His latest work, The Book of Universes tells a story that revolves around a single unusual and unappreciated fact: that Albert Einstein’s famous theory of relativity describes universes – entire universes. Not many solutions to Einstein’s tantalising universe equations have ever been found, but those that have are all remarkable. Some describe universes that expand in size, while others contract; some rotate like a top while others are chaotically unpredictable. Some are perfectly smooth, while others are lumpy. Some permit time travel into the past. Only a few allow life to evolve within them; the rest, if they exist, are destined to remain unknowable to conscious minds.

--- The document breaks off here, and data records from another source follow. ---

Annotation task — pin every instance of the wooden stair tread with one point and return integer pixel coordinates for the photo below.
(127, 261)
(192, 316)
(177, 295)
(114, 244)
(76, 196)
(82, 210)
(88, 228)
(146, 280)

Our story will encounter universes where the laws of physics can change from time to time and from one region to another, universes that have extra hidden dimensions of space and time, universes that are eternal, universes that live inside black holes, universes that end without warning, colliding universes, inflationary universes, and universes that come into being from something else – or from nothing at all.
Gradually, we are introduced to the latest and the best descriptions of the Universe as we understand it today, together with the concept of the ‘Multiverse’ – the universe of all possible universes – that modern theories of physics lead us to contemplate. Here in The Book of Universes, we are confronted with the most fantastic and far-reaching speculations in the whole of science.